During this plenary, I will attempt to outline where we have reached so far at the intersections of Applied Linguistics and Sociolinguistics by incorporating research from translanguaging and bilingual teaching models. Earlier models of language focused on linguistic aspects especially within psycholinguistic framework, but later sociocultural and sociolinguistic aspects started to be included in the 1960s, when Sociolinguistics as a field emerged as well. The early theories were based on language skills and competence especially within psycholinguistic framework where the social contexts of language were often ignored. The concept of communicative competence means not only knowing the vocabulary, grammar, structure etc. of a language but also its social context. Moreover, early second/ foreign language teaching models assumed the learners to be monolinguals only, while strict boundaries for languages were assumed by policymakers and language practitioners where mixing languages was supposed to be enforced, while the rules to speak the target language were always supposed to be enforced through language policing. Building on this, we could also say that a sociolinguistic view of bilinguals is also more positive and holistic than a linguistic view.
Even though in modern times a more sociolinguistic and communicative competence view is generally held for language and bilinguals, at the level of practice, the dominant views are still of the ideal target model for an L2 learner is deemed to be a monolingual native speaker of the target language. Linguistic competence is thought very essential in formal schooling and for employability for instance. Even if a person has some communicative competence, if he/she does not have enough linguistic competence, then they might be disadvantaged in language testing and assessments that still follow traditional models.
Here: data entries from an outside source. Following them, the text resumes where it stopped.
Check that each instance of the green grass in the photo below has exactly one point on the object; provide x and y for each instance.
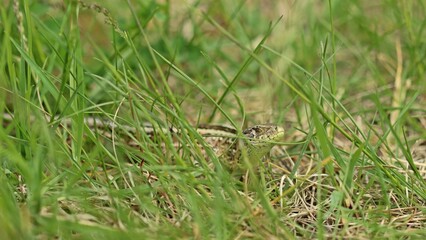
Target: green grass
(346, 79)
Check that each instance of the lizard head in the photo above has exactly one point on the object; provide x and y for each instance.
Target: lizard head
(260, 140)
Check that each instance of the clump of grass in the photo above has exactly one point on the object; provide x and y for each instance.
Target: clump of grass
(344, 79)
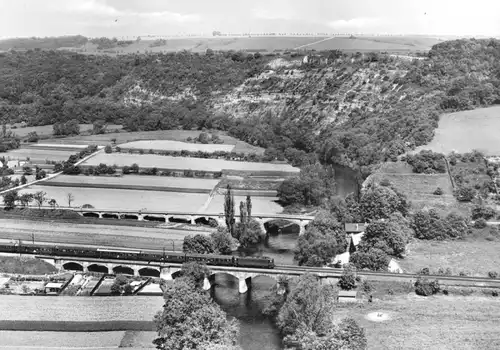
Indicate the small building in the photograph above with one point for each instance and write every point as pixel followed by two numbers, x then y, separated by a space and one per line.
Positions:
pixel 355 227
pixel 53 288
pixel 347 296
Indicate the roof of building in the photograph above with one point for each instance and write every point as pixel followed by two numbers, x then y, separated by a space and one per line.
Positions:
pixel 355 227
pixel 342 258
pixel 356 238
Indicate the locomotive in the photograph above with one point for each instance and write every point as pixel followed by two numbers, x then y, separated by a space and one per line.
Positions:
pixel 138 255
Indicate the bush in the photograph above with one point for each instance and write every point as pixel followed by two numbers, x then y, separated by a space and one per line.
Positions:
pixel 427 162
pixel 425 287
pixel 348 279
pixel 464 193
pixel 480 223
pixel 482 212
pixel 438 191
pixel 374 259
pixel 425 271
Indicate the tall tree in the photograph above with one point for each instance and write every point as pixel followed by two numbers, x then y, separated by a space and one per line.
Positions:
pixel 249 208
pixel 40 198
pixel 70 197
pixel 243 221
pixel 190 319
pixel 229 210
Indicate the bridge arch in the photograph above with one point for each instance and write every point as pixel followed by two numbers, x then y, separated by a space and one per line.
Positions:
pixel 130 216
pixel 206 220
pixel 154 218
pixel 110 216
pixel 97 268
pixel 73 266
pixel 123 270
pixel 149 272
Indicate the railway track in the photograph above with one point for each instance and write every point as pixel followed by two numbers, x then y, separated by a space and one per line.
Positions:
pixel 464 281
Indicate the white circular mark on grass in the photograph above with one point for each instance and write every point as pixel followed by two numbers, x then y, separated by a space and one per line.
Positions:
pixel 377 317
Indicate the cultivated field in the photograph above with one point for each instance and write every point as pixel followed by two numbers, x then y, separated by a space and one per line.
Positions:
pixel 124 199
pixel 418 187
pixel 47 130
pixel 157 183
pixel 464 131
pixel 473 255
pixel 37 155
pixel 181 163
pixel 437 323
pixel 168 145
pixel 269 44
pixel 56 147
pixel 173 135
pixel 261 205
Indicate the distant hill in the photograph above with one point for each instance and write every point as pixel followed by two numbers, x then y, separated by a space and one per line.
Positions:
pixel 262 44
pixel 349 107
pixel 49 43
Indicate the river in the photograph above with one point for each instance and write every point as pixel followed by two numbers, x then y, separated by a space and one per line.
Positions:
pixel 256 331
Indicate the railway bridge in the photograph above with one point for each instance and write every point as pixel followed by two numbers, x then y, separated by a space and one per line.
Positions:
pixel 190 217
pixel 169 271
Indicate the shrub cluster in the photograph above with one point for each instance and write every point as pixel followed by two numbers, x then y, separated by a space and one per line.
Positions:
pixel 425 287
pixel 430 225
pixel 427 162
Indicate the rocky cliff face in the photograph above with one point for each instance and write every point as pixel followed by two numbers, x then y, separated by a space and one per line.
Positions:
pixel 323 95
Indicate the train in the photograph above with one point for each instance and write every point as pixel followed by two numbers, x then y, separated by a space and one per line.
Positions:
pixel 137 255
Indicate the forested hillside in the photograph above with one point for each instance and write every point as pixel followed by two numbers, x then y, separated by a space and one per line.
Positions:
pixel 355 109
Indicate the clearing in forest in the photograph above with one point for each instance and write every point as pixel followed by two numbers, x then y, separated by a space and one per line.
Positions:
pixel 465 131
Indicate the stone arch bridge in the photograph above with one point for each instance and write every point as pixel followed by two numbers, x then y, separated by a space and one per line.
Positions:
pixel 170 271
pixel 190 217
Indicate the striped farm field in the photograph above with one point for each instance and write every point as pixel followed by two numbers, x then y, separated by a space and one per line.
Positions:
pixel 168 145
pixel 259 204
pixel 173 135
pixel 194 164
pixel 37 155
pixel 123 199
pixel 136 182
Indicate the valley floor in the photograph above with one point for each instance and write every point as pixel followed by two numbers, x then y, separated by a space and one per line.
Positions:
pixel 440 323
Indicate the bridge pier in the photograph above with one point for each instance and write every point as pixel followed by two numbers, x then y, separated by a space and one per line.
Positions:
pixel 206 284
pixel 167 272
pixel 243 287
pixel 302 226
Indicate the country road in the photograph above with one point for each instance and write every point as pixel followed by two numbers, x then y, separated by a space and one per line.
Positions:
pixel 98 235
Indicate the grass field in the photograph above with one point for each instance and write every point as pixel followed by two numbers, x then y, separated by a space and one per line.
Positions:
pixel 168 145
pixel 437 323
pixel 261 205
pixel 37 155
pixel 47 130
pixel 363 43
pixel 474 255
pixel 11 264
pixel 464 131
pixel 195 164
pixel 173 135
pixel 123 199
pixel 419 187
pixel 163 182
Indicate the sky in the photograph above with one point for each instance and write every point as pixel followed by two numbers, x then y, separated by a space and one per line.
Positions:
pixel 121 18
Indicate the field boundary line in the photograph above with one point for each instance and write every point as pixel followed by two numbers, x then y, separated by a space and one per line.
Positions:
pixel 316 42
pixel 209 199
pixel 50 177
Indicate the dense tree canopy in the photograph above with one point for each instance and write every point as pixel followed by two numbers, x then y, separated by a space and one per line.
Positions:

Alia Amir is a Research Associate at SOAS University of London as well as an Associate Professor in English Linguistics at Halmstad University. Before joining SOAS this year, she worked at Stockholm University, Uppsala University, Linkoping University to name a few. She has also been on short teaching missions to three Turkish Universities namely: Mu?la S?tk? Koçman Üniversitesi, Cukurova University and Hacettepe University through Erasmus for teacher mobility funding.
Her research lies at the intersection of Sociolinguistics and Applied Linguistics with a focus on micro and macro level language policy and practices. She employs qualitative research methods including interviews, linguistic landscaping discourse analysis, and conversation analysis. Her research interests encompass specifically the language policy practices of Pakistan, Turkey, British India, and Sweden.
Having been raised in a Pakistani-Kashmiri household where several languages were used in parallel at a one communicative setting, she was not much aware of language boundaries, or the notion of keeping languages separate in her childhood, until, as an adult, she started noticing and thinking about how language policies differ in all multilingual polities at the macro and micro-levels, how language as a tool is used and can be used for inclusion and exclusion, and how histories of a society are intertwined in their language use over time. While doing research on the English language policy of the British Indian period (Amir, 2008), languages of the Mughal dynasty (Amir, 2020), present-day Pakistan, and language policing in the interactional micro-level policy in interaction (Amir, 2013), she grasped the ecology and nature of fluidity of all living languages in contact.
Her current research projects are focused on Pakistani languages and culture including food practices, music, and literature in Europe especially London and Stockholm.